How do yo-yos work?

220 views

[ad_1]

Never got to actually proper use one, saw one earlier and remembered that I don’t know how to use one.

So, how do they work? It just, makes zero sense to me

In: Physics
[ad_2]

You drop yo-yo. Yo-yo picks up speed as it falls. Strings unwinds, reachs the end and it’s moving so fast it just winds itself back up

The string the yo-yo is actually twice as long as it looks. It is folded in half and twisted back on itself. This forms a small loop at the end of the string.

When you throw the yo-yo, the unwinding of the string makes the yo-yo spin. The shaft that connects the two halves of the yo-yo together sits in the loop mentioned above. The spinning of the shaft and sitting in the end of the loop is what keeps it from coming back up right away.

Higher quality yo-yos actually have a small bearing around the central shaft. The bearing lets the shaft spin while the outside of the bearing either doesn’t spin or spins much more slowly.

The yo-yo comes back up when the string starts to wind back around the center shaft of the yo-yo.

From a physics standpoint, the yo-yo is a delicate balance between kinetic and static friction.

As stated, the yo-yo string is actually a doubled-over string where the midpoint loop has the yo-yo’s axle through it. Depending on how tight the string’s twist is will determine how much squeezing will be applied to the axle. As long as the yo-yo has enough rotational momentum to overcome the static friction limit to have the string “catch” the axle, it will continue to spin freely and slow down over time due to the kinetic friction of the axle and string rubbing together.

The technique of yo-yoing comes down to having control over when the string actually catches the axle. Ideally, you want to avoid anything that will cause a shock to the string — bouncing, snapback, etc. The reason for this is that any slack you give to the end of the string allows for the friction to take effect and catch back on the axle. Once enough of the string is wrapped around the axle, it will be enough to keep the string in place and start the yo-yo winding back up.

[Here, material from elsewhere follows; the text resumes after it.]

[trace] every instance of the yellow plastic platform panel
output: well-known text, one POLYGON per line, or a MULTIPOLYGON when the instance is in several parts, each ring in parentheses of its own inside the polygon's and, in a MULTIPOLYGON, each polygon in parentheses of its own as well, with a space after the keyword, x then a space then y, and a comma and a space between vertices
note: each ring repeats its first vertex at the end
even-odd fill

In order to get a good long spin going, a lot of technique is required to prevent the bounce once the string is unwound. Imagine that you’re in an elevator that’s crashing down to ground floor. It’s like trying to time a jump right before it hits the ground, so that you minimize the actual impact felt. That’s what’s happening to the string as the yo-yo unwinds — once it reaches the end of the winding, the yo-yo stops falling immediately, and will bounce back from hitting the end of the string’s slack.

 

At least, that’s how classic yo-yo’s work, with no extra mechanics involved. There are also mechanical-assist yo-yo’s which have a centrifugal clutch. These have weights that are held near the center with springs. Once the yo-yo is spinning fast enough, the weights will push against the springs and move outward, which releases the axle and allows it to spin freely on bearings. This means that even if you have a bounce or snap, as long as the axle is free, it’s not going to catch the string. This allows you to get *really* fast spins going, as well as have them last a *long* time since there’s a lot less friction involved.